Okay maybe hate is a strong word. I seriously have an extreme distaste for going to the dentist. Yes, that is a bit more accurate, and to be even more honest it’s not even the Dentist themselves, they’re usually pretty cool people. It’s the hygienists! 

I swear it has to be in the job description to make their patients feel horrible and guilty. I swear never in my life have I been able to make those people happy. No matter how many times I brush (okay let’s get real, I’m not brushing at lunch time. It’s just not going to happen. Adjust your expectations people) or for how long, or what toothbrush I use. It’s just never right.
Or flossing, I am LITERALLY flossing at this very moment! You can never floss enough for a hygienist. And you can’t even lie to them and tell them you floss more often than you do because THEY KNOW. They can’t be human, and regardless I ALWAYS get the one I seem to hate the most. I’m not going to name names here… you know who you are. 

Growing up I had a fantastic dentist, she was the best, and the ONLY person on the planet I ever let call me Caity. Even when she was filling cavities she never made me feel bad about it. However six years ago she did the unthinkable. She moved to BC.
So what did I do? Did I go see her replacement when time rolled around for my check up? Nope. Of course not, I was still sulking. I didn’t want some random dude who didn’t know my entire life story poking around in my mouth. Nope. So I did the only logical thing. I pretty much stopped going to the dentist. Was this childish of me? Of course.
It started as me being stubborn, then just sort of snowballed. Rationally that voice in the back of my head was saying “Dude, you need to man up and just go to the dentist,” but I still kept putting it off.

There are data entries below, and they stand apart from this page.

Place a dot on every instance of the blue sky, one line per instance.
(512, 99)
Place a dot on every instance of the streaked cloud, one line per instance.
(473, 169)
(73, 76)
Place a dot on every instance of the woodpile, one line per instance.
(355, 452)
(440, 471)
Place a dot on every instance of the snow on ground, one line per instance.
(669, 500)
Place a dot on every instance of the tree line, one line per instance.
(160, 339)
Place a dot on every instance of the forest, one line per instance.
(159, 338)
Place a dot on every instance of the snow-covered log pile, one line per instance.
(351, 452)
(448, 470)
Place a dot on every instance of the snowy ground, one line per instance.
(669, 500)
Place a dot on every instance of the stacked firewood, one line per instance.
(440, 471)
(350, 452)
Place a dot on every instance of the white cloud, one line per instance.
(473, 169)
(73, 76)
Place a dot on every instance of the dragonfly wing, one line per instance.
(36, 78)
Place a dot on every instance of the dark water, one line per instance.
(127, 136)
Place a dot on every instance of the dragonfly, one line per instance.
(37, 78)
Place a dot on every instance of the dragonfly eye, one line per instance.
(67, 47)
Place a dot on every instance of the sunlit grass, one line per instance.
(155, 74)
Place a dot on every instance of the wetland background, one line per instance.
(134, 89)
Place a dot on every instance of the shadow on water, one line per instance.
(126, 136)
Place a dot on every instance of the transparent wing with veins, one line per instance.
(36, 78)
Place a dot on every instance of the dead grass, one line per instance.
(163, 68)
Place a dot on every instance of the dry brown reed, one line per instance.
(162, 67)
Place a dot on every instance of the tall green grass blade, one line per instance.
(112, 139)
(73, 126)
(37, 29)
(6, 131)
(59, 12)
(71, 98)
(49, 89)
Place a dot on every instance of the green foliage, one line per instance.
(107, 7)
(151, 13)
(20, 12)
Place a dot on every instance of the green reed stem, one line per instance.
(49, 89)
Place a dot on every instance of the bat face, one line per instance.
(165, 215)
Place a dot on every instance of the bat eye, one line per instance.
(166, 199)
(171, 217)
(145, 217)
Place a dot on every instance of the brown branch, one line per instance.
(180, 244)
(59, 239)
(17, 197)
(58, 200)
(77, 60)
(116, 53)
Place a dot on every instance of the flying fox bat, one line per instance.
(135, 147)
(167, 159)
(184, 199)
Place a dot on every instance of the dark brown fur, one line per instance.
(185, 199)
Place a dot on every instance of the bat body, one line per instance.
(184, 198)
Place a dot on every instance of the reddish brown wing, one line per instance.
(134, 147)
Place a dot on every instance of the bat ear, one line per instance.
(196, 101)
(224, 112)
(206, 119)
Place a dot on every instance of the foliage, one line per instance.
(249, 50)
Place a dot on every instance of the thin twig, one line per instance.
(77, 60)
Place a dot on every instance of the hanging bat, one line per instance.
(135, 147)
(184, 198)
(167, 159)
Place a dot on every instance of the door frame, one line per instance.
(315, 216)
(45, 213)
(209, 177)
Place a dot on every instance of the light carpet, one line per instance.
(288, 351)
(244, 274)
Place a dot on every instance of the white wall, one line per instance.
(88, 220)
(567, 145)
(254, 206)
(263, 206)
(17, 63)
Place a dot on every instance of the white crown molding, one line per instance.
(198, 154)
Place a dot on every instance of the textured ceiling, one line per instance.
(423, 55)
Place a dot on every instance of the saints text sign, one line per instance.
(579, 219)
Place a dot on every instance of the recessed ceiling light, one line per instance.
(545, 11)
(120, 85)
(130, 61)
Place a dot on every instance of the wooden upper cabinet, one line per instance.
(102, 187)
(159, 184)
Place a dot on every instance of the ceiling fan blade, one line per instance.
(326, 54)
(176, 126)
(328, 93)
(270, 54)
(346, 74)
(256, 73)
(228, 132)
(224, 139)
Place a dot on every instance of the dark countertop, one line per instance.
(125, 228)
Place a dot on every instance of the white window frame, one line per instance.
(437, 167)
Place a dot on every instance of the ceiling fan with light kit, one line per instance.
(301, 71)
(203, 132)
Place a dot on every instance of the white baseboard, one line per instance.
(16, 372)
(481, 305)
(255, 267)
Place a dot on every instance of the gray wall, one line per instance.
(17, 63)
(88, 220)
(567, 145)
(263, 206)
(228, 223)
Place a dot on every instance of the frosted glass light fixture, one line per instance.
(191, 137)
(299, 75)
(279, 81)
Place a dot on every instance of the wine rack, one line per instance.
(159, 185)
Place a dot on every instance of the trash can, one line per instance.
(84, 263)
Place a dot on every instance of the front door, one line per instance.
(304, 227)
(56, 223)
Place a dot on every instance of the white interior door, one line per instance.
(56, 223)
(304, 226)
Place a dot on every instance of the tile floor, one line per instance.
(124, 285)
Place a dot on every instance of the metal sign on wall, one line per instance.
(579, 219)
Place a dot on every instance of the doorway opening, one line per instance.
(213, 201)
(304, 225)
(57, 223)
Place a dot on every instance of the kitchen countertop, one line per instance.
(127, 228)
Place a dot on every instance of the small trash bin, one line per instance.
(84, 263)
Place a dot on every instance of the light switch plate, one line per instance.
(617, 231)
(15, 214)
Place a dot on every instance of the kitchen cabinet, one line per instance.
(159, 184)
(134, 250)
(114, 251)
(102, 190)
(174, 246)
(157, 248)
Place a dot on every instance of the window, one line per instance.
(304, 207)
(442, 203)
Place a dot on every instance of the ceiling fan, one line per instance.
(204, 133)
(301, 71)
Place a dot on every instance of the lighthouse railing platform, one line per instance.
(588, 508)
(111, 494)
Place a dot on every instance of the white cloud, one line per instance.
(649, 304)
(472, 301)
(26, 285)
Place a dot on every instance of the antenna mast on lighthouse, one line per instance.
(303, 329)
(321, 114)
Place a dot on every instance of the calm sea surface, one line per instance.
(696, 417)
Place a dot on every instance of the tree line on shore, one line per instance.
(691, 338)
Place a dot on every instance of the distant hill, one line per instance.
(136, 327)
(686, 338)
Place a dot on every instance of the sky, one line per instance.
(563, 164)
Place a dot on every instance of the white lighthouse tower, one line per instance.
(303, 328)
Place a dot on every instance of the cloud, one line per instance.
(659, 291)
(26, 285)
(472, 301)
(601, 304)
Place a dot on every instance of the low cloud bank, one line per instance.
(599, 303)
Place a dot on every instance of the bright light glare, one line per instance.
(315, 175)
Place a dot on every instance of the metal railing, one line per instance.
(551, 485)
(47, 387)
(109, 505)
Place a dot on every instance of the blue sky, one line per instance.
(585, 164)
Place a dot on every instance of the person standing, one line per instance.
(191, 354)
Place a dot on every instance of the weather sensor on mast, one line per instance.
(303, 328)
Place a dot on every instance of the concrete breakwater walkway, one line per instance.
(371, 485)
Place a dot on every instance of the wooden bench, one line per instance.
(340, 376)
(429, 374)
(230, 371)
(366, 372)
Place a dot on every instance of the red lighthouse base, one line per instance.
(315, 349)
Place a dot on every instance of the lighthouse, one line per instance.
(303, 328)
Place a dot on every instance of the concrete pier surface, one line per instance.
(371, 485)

I found myself turning into a huge hypocrite (I’m like this about a lot of things, I’ll be the first person to tell you to go to the Doctor/Dentist/Gyno but I will never take my own advice -  Which is why I still haven’t gotten the shooting pain in my elbow checked out.) I bullied my boyfriend into going to the dentist, but yet still couldn’t admit to myself that I was terrified of going to get my own teeth done.

Well finally I decided enough was enough. Face your fears! (more on this one later) The time had come that I had to adult up and get my teeth cleaned. Maybe this time would be different, maybe this time the hygienist would see me as an adult and lay off the guilt trip.  Maybe she would just keep her mouth shut and let me sit there in peace and just make that awful scrapey metal on teeth noise *shudder* and I could get in and get out.

Nope.

Just Nope.

Still awful. So here is what I have to say.

Dear Nameless Hygienst,

While I understand you have what is likely a thankless job, scrubbing crud off of people’s not-so-pearly whites. And I am clearly not the ideal patient, I’m not friendly and I hate small talk. However there is a solution. Here are some tips on how to make this less painful on both of us.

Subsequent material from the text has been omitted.